I played and finished Style Savvy earlier this year, and I kind of loved it. If you’re unfamiliar, it is Nintendo’s aggressively-marketed fashion game for the DS where you play as a stylist and boutique manager. You buy clothes to stock your shop, and help customers find pieces that fit their style and preferences. For example, a customer will say something like, “I’m looking for a skirt that matches my quirky style!” Based on key words (like “quirky”), what the customer is wearing, and sometimes the person’s personality blurb, you can figure out what brand they like, and then it’s just a matter of picking the item they asked for from that brand. Although there are occasionally variations (for example, if a person is wearing all blue, they might buy something that isn’t their favorite brand, if it’s blue), that’s how it works.
Despite how the game (perhaps necessarily) simplifies fashion and style, I quite enjoyed it. There’s a focus on using clothes as a creative outlet and a mode of self-expression, an attitude similar to that of many folks in the style blogosphere. But the game has a glaring problem that cannot be overlooked: your character, and every single one of your customers, all look like this:
While there are a few NPCs that have unique character models (though they are all thin, also), every other character has the exact same size-zero body. Since this game is on the DS, it’s possible that there are technical reasons for this, but that’s not an excuse I accept. And it certainly explains why I don’t need to worry about buying clothes in different sizes. But thinking about it, it becomes kind of disturbing. It’s not just that everyone is thin, it’s that everyone is exactly the same.
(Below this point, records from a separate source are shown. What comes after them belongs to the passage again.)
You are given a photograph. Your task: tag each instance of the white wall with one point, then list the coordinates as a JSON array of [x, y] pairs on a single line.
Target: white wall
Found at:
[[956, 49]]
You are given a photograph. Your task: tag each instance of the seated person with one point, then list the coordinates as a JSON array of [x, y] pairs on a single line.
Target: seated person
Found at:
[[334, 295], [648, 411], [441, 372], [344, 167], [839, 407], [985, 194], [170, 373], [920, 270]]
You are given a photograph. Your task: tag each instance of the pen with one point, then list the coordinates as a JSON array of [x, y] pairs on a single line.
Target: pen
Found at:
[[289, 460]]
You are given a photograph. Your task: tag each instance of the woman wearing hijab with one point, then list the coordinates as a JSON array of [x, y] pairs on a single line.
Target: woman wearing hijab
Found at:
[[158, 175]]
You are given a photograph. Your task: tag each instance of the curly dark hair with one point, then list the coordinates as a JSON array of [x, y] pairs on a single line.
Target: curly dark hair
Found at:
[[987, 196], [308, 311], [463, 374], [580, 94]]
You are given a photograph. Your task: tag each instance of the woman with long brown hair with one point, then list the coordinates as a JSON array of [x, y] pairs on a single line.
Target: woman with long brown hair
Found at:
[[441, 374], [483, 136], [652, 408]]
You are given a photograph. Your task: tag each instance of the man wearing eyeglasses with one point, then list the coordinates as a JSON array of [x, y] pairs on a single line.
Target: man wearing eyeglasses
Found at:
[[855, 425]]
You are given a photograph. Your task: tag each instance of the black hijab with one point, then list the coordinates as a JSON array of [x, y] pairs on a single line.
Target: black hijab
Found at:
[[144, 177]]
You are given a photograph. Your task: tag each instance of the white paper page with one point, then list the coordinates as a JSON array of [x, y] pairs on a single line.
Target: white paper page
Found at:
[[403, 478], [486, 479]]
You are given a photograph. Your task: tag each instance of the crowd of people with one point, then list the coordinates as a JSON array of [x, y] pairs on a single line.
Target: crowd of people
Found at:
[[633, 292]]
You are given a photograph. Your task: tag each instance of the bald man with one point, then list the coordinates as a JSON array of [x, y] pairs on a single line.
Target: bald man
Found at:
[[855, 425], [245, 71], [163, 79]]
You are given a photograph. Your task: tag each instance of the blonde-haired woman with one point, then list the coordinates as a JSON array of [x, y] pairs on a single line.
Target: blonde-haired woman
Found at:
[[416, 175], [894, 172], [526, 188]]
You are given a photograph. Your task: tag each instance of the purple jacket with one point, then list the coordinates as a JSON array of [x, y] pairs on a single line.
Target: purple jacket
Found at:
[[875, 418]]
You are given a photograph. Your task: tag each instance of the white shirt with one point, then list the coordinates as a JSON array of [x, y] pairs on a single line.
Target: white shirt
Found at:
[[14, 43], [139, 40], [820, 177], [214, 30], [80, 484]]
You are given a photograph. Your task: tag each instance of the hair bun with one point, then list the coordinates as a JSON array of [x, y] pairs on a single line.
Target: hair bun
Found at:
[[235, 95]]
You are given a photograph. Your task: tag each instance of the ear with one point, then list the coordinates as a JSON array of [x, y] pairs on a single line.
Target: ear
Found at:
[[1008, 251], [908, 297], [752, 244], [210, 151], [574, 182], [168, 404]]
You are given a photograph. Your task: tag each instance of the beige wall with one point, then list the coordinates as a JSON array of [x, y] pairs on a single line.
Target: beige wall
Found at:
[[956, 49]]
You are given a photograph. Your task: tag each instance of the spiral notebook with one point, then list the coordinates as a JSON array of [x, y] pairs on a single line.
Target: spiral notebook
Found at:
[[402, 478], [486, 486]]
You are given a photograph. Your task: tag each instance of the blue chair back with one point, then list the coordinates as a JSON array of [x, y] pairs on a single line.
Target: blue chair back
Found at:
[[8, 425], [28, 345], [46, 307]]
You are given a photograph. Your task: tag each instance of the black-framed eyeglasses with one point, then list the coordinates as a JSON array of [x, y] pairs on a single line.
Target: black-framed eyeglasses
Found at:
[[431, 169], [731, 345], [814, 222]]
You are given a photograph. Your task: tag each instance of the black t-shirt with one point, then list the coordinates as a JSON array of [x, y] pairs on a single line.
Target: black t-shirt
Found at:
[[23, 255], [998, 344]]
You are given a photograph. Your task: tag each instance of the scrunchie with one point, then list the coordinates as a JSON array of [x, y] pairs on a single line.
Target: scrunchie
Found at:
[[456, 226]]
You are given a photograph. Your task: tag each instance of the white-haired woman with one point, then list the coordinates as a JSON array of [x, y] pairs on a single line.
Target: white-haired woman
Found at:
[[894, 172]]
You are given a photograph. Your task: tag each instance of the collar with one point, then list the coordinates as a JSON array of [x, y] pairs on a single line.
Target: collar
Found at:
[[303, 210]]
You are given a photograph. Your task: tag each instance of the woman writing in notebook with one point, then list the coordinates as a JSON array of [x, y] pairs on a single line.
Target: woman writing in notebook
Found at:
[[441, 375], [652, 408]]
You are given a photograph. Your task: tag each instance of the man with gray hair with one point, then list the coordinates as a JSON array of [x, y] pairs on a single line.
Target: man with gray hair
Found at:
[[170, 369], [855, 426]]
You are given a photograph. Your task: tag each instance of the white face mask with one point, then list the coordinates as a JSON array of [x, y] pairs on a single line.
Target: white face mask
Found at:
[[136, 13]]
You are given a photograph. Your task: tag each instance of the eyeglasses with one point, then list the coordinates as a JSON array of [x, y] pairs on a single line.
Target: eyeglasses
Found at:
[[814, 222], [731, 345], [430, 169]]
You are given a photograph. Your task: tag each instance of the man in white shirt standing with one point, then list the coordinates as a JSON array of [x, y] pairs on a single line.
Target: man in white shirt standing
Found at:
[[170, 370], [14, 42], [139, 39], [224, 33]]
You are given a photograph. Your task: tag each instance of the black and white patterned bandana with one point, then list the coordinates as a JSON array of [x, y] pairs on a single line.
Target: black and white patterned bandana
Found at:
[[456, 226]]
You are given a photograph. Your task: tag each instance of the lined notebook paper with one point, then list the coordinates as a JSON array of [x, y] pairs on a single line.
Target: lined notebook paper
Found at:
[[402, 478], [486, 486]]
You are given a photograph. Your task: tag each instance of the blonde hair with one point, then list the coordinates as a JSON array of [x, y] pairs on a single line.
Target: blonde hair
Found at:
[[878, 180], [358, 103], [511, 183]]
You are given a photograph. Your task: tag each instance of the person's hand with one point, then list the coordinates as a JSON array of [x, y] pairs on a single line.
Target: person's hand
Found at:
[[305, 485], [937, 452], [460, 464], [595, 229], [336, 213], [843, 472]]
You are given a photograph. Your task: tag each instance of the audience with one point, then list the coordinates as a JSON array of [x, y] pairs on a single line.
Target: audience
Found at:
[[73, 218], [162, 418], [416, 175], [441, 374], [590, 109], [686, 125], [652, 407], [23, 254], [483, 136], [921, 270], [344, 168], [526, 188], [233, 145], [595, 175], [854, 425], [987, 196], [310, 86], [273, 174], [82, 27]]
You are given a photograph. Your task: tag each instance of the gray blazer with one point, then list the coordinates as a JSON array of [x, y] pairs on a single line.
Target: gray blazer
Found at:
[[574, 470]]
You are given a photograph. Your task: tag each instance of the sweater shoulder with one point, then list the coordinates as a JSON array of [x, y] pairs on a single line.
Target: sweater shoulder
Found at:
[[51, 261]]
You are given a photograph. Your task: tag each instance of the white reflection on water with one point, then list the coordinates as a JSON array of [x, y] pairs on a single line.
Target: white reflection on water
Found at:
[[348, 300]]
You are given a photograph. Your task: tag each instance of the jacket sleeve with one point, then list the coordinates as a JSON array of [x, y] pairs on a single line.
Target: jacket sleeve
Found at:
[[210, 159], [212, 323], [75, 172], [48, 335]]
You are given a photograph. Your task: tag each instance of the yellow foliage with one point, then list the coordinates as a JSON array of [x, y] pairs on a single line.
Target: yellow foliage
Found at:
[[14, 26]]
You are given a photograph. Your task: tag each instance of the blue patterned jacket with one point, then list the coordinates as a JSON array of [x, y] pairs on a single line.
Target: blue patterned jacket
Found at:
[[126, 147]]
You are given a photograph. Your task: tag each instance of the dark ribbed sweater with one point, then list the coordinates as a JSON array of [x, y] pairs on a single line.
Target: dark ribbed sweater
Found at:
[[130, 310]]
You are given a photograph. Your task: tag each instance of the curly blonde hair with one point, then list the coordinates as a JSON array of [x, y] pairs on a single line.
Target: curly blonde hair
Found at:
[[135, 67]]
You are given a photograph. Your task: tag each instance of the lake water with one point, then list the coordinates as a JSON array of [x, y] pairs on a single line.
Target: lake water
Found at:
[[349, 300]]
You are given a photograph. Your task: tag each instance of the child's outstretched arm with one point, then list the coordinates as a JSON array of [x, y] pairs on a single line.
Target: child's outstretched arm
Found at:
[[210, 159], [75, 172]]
But also, fashion is notoriously sizeist and fatphobic. It’s no coincidence that Pepsi’s “slim, attractive” new can debuted at Fashion Week. (Really, the entire “bodies” tag at SocImages is ample evidence.) And yet, while the target audience of the game may be fans and followers of high fashion, the game seems to evoke the sensibilities of the democratized online world of street-fashion blogging, with its emphasis on self-expression and experimentation. But the vast variety of bodies that make up this world are nowhere to be seen in Style Savvy. Where are the women like Stéphanie (whose blog subheading is “Style is not a size but an attitude”), or the Fa(t)shion February crew?
(This is not to say that the fashion blogosphere is a happy shiny fully-inclusive space–far from it. The young and thin bloggers are the most likely to get well-paying advertisers and free designer clothing. But due to the nature of the internet, it is still far less exclusionary than the fashion industry and traditional press. It’s possible to carve out fat-positive and inclusive spaces, like the Fa(t)shion February project.)
Sometimes games present worlds that conflict with our own experiences, breaking our suspension of disbelief, and in that conflict we can tell something about the biases and assumptions that went into creating that world. The world of fashion in Style Savvy is comprised entirely of very thin people, which is simultaneously a discouragingly accurate depiction of high fashion and a completely unrealistic depiction of the broader realm of street fashion. In Style Savvy, clothes and makeup and hairstyles are all that separates one person from another, but in the real world, a person’s body can be, and often is, an intrinsic part of their style. It’s certainly always a consideration–fashion is part sculpture, where different fabrics and cuts can change a person’s proportions: clothing and body work together to create art. The game mouths the ideals of fashion as self-expression, but it falls flat when the actual physical self is taken entirely out of the equation. People are different, and those differences should be celebrated, not erased.